Most efficient would be to build a wall so high around US that nobody hears from this country anymore. Then use any imperial or nepotist or wathever ´rumpunits inside, nobody would care.
Yours is a compelling idea and one I’m inclined to support if you would agree to the addition of two signs to hang on that wall.
The first would read “Free Ride Closed.” The second: thing: “No Solicitors – Fight your own wars, solve your own problems.”
He says, typing on his digital computer running Windows or MacOS or a UNIX-derived OS, over the Internet.
No one forces the rest of the world to be obsessed with what happens in the U.S., but we introduce a lot of technologies you can’t seem to live without.
Commercialized.
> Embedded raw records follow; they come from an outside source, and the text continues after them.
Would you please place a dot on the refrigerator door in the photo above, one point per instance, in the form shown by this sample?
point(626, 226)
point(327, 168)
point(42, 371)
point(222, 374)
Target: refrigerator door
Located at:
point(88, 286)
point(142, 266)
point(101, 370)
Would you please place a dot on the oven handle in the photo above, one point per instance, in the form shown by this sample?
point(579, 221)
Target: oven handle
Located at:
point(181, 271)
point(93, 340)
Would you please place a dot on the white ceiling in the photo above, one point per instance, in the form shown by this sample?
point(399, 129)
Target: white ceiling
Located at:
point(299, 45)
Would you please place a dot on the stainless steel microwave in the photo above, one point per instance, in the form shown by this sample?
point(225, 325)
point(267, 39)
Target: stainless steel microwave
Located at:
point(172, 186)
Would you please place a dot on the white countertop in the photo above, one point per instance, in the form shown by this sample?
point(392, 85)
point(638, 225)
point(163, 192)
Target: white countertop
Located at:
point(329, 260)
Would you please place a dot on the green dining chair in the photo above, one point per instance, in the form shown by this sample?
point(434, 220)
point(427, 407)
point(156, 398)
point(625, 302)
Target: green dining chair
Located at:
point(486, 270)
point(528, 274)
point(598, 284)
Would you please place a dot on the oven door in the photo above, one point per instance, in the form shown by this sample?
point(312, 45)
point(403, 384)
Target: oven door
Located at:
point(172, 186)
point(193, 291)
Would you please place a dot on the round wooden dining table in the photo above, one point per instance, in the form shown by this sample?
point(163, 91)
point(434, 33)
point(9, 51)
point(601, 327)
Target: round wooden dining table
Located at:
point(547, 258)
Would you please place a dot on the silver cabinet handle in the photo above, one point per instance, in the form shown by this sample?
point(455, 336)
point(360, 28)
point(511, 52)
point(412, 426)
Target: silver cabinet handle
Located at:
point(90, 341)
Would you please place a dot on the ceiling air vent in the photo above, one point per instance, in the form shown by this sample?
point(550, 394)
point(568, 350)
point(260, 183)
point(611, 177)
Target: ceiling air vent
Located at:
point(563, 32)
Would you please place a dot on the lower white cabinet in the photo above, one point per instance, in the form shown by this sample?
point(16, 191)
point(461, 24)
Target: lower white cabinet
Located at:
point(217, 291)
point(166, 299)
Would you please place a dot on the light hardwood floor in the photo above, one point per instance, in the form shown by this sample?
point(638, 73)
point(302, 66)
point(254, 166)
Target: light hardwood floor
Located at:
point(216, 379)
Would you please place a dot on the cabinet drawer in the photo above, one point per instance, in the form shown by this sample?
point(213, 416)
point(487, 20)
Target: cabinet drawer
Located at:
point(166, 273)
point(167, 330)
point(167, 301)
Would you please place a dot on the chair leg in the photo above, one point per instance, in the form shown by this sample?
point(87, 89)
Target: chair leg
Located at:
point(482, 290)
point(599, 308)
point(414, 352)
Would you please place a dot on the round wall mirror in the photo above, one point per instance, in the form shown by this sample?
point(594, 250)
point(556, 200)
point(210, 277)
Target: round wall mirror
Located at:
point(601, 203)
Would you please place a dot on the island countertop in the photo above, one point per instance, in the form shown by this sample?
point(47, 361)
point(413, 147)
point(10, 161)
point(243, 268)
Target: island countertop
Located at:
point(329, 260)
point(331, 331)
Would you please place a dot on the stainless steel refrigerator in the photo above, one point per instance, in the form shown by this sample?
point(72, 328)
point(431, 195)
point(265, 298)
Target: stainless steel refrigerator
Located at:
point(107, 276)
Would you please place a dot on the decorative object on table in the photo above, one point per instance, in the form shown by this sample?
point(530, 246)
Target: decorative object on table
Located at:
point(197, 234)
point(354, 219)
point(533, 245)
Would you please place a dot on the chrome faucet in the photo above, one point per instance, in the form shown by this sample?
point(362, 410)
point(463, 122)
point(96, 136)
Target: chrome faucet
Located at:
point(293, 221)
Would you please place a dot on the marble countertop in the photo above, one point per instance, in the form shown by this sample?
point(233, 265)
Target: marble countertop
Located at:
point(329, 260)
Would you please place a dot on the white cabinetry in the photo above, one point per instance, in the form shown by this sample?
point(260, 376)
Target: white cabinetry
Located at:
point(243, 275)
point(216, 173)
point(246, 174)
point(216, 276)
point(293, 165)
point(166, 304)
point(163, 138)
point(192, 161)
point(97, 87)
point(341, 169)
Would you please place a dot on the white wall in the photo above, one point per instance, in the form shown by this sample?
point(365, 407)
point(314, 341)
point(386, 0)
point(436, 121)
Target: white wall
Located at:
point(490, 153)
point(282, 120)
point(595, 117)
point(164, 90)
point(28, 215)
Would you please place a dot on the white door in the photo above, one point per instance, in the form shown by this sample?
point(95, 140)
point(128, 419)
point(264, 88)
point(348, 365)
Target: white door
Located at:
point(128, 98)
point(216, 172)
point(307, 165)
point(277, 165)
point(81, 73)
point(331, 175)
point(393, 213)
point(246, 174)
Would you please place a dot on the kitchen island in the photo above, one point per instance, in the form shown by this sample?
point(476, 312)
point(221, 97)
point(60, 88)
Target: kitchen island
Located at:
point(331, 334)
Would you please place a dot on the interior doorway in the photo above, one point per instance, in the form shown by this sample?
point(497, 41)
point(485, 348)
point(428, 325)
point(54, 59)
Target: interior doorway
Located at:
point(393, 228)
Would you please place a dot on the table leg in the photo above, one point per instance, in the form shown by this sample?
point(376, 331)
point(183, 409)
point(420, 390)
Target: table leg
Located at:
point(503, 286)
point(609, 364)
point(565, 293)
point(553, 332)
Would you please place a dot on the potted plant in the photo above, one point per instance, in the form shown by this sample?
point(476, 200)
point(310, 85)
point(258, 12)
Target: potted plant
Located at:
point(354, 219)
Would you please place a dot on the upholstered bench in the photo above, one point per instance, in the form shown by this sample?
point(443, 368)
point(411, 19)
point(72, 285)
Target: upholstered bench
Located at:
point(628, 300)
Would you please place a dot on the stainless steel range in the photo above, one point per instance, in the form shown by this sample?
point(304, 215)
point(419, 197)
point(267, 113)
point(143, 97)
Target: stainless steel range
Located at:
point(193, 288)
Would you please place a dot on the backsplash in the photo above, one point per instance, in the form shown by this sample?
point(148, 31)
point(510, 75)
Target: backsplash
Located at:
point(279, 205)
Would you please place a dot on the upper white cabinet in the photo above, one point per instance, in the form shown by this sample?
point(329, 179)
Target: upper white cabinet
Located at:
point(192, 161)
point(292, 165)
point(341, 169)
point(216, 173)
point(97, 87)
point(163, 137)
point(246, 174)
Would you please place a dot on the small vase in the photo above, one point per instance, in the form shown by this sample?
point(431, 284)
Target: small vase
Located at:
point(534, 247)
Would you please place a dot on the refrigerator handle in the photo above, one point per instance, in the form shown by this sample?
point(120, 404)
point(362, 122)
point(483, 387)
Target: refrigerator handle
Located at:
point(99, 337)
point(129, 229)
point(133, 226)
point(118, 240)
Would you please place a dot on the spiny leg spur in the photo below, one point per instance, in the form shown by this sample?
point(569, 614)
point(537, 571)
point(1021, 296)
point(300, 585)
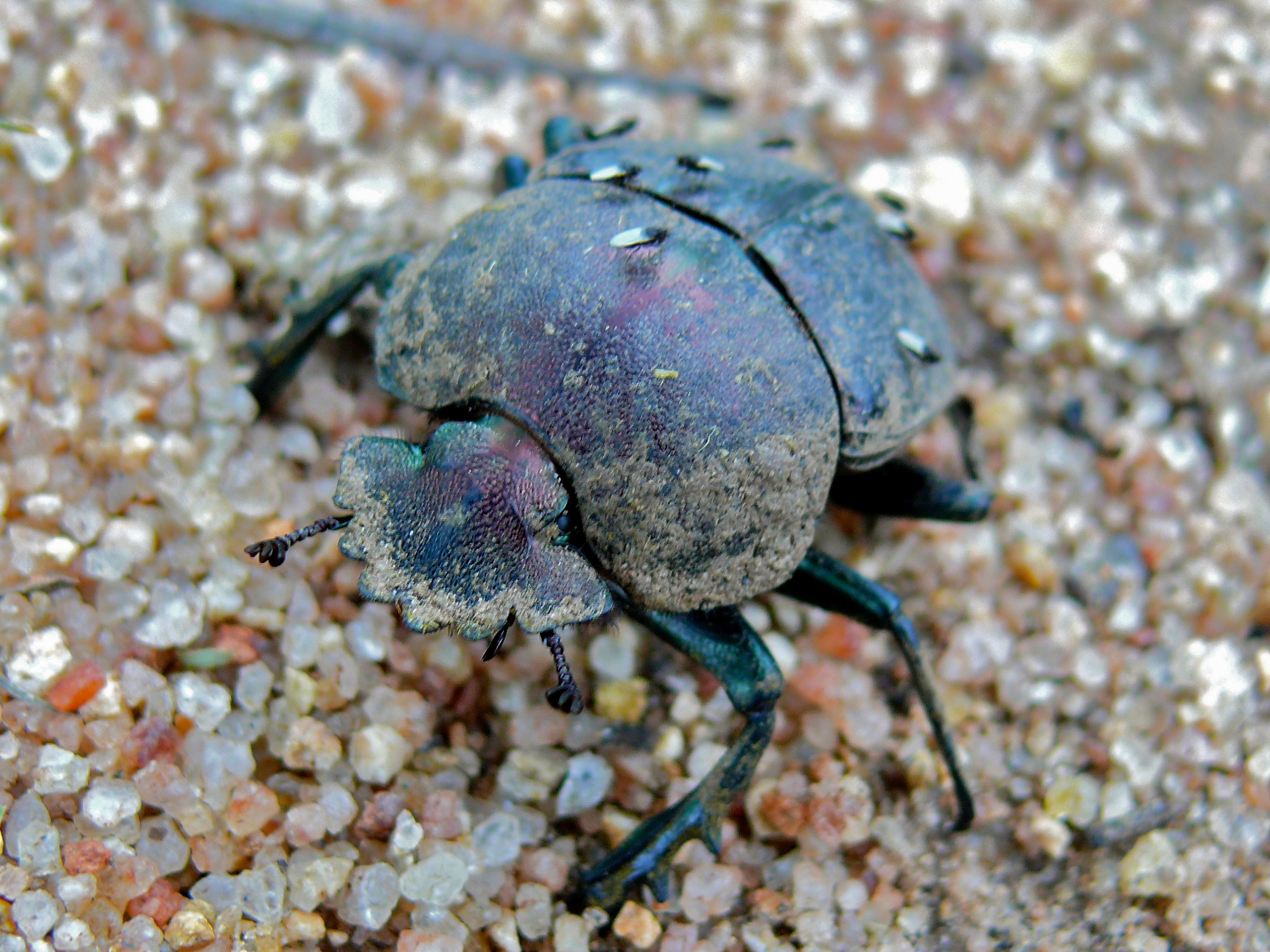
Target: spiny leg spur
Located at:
point(273, 551)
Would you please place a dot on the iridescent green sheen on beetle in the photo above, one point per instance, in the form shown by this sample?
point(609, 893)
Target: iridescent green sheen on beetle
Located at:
point(656, 367)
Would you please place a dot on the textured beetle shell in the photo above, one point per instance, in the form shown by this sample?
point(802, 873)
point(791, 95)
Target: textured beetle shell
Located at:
point(855, 286)
point(679, 394)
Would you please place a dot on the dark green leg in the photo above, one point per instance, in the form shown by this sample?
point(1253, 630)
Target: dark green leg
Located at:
point(826, 583)
point(281, 358)
point(512, 173)
point(732, 652)
point(907, 489)
point(960, 414)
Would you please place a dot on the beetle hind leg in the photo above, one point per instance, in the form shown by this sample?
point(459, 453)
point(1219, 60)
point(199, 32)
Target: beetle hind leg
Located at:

Being first to the market doesn’t mean you invented it.
are you talking about designs which are actually in metrics even in USA? :D
I thought the metric system of USA is because of the pirates (according to AJ of the The Why Files YT channel)
I had the complete opposite experience with dbus and enjoy it, but I also love JSON-RPC as alternative to let my python code talk to other processes.
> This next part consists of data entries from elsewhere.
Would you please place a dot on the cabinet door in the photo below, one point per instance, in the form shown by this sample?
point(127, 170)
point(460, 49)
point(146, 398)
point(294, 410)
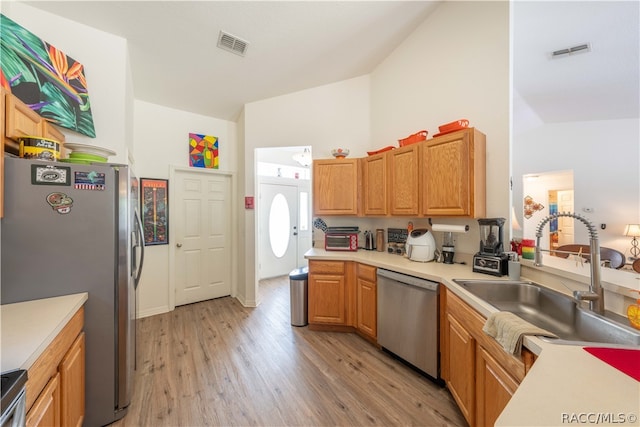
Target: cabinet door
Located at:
point(72, 379)
point(45, 412)
point(327, 299)
point(335, 187)
point(366, 289)
point(454, 175)
point(374, 185)
point(494, 388)
point(404, 180)
point(461, 367)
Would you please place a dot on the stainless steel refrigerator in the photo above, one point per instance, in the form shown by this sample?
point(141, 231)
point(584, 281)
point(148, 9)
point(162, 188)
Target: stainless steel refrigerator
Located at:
point(70, 228)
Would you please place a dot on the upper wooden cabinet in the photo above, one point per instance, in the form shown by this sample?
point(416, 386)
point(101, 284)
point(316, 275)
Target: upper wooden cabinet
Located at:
point(404, 180)
point(335, 186)
point(454, 175)
point(374, 185)
point(19, 120)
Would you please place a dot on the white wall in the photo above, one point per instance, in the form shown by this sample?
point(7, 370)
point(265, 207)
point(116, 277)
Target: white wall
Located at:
point(161, 139)
point(455, 65)
point(325, 117)
point(604, 156)
point(106, 66)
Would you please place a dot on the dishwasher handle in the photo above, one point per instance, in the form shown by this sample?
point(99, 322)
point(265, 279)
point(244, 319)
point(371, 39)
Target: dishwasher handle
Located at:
point(408, 280)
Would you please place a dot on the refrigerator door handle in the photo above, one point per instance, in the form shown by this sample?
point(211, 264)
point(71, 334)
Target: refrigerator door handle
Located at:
point(139, 243)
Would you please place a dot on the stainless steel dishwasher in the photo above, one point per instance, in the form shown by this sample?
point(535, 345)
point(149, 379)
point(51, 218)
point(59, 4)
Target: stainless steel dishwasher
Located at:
point(408, 319)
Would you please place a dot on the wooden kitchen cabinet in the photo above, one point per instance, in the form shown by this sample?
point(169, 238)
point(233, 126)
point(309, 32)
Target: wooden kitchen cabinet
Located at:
point(45, 412)
point(454, 175)
point(460, 353)
point(3, 94)
point(404, 180)
point(366, 302)
point(55, 389)
point(72, 380)
point(374, 185)
point(480, 375)
point(331, 293)
point(494, 388)
point(20, 121)
point(335, 186)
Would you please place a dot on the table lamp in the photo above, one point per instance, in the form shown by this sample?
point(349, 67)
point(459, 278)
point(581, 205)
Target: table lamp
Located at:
point(633, 230)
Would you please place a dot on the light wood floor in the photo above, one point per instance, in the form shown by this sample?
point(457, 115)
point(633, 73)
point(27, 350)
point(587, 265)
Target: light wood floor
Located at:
point(217, 363)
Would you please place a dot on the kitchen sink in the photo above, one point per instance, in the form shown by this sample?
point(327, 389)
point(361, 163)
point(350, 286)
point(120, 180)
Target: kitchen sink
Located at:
point(553, 311)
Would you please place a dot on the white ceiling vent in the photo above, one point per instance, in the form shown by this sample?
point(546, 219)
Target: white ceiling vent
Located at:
point(582, 48)
point(232, 43)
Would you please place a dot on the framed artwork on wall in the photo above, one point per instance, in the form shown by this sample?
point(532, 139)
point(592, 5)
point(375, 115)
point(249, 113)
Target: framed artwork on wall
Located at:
point(203, 151)
point(154, 203)
point(42, 76)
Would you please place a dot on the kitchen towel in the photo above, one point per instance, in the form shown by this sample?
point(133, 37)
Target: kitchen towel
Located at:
point(509, 330)
point(623, 359)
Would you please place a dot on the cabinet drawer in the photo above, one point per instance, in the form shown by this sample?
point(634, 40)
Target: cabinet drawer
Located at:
point(367, 272)
point(472, 321)
point(326, 267)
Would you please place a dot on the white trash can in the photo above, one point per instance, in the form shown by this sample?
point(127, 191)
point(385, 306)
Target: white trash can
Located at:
point(298, 288)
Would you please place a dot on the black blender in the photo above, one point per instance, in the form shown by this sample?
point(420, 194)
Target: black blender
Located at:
point(491, 259)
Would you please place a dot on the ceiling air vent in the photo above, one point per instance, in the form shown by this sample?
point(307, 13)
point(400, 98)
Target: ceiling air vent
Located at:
point(232, 43)
point(583, 48)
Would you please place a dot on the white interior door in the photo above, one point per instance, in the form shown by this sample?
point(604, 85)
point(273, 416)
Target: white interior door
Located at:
point(566, 233)
point(278, 233)
point(202, 224)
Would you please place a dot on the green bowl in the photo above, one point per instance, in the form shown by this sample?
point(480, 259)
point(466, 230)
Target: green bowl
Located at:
point(89, 157)
point(79, 161)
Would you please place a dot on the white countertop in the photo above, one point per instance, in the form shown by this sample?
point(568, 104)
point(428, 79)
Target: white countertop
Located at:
point(27, 328)
point(566, 385)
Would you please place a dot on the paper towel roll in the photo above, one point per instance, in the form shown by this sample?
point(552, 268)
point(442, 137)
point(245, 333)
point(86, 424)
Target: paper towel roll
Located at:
point(450, 228)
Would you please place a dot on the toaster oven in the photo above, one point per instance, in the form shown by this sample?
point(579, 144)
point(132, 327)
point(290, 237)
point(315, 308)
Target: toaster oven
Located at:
point(341, 241)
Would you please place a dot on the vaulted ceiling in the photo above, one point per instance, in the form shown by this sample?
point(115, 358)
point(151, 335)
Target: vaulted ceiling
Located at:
point(298, 45)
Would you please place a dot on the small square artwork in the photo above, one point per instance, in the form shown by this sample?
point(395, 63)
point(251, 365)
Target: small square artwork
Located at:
point(203, 151)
How about replacing it with nothing, since it’s just a useless layer on top of a kernel fully of perfectly good IPC mechanisms?
Half points for your suggestion.
You are correct in that the kernel does support a full suite of perfectly good IPC mechanisms. However, components that want to talk to each other must choose /one/ of those mechanisms, /and/ a common format for messages in order to communicate. This means that components must follow /some/ standard (whether dBus or hyperwire or something else) in order to properly communicate.
I have no doubt that dBus is lacking in something, and that (if given it’s chance) hyperwire will also lack something. But, in either case, those components that need to talk to each other (a proven use-case) need a /standard/ mechanism to do so.
Otherwise, everyone talks, and no one listens.
So? Just pick one that already exists.
THIS!
Haha, yep I can’t stand these Youtubers.
Read Vaxry’s article in the link, that all you need and probably the primary source of that youtubeee.
Hoping GenAI will kill that platform and these youtoubee to find a real job.
The Mighty Algorithm of YouTube kept pushing this video on me for the last two days. Now it’s on Hackaday.
Still not going to watch it ( ͡° ͜ʖ ͡°)
Careful! The wrath of Mighty Al may then fall upon you..
Anybody else miss dcop? As an interface, I vastly preferred it. There were similar security issues, but they could be addressed over time due to what layer it served.
when i see name like “hyprwire” i am already sure i do not want to use it.
as for d-bus working as designed, it probably does. it may have been poorly designed though.